2. It initializes variables `m` and `n` to store the number of rows and columns in the grid, respectively.
3. It defines a helper function `dfs` (depth-first search) that recursively marks all connected '1's as '0's to avoid counting the same island multiple times.
4. The main logic iterates through each cell in the grid. If the cell contains '1', it increments the island count `res`, calls the `dfs` function to mark all connected '1's, and finally returns the total number of islands.

### Data Structures Used:
1. **List:** The input grid is represented as a list of lists in Python.
2. **Recursion:** Depth-first search (DFS) is used to traverse and mark connected '1's.

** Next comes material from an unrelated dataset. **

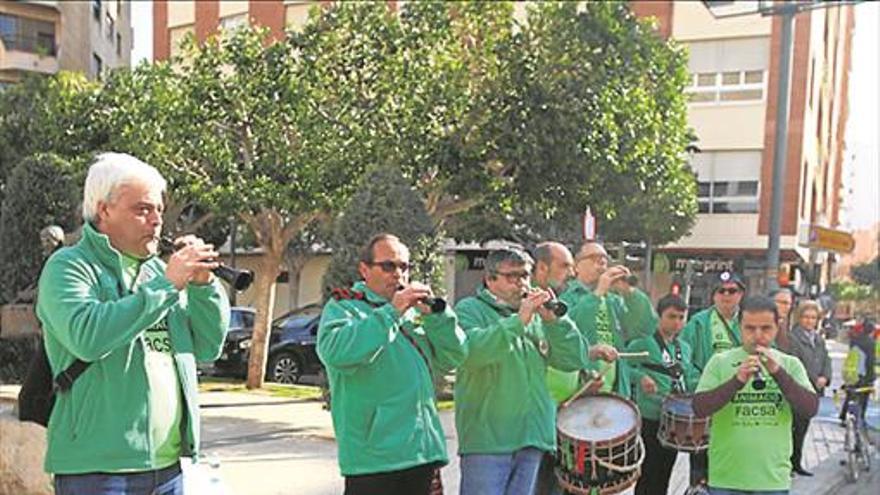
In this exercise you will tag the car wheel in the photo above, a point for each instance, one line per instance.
(285, 367)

### Time Complexity Analysis:
- Let `m` be the number of rows and `n` be the number of columns in the grid.
- The code iterates through each cell in the grid once, resulting in a time complexity of O(m*n).
- The DFS function also visits each cell at most once, contributing to the overall linear time complexity.

### Space Complexity Analysis:
- The space complexity is determined by the recursive calls in the DFS function.
- In the worst-case scenario, if all cells are '1's and form separate islands, the maximum depth of recursion is O(m*n).
- Therefore, the space complexity is O(m*n) due to the recursive stack space.

### Overall:
- The code efficiently solves the problem by using DFS to traverse and count islands in the grid.
- It has a time complexity of O(m*n) and a space complexity of O(m*n).
- The solution is optimal in terms of time and space complexity for this specific problem.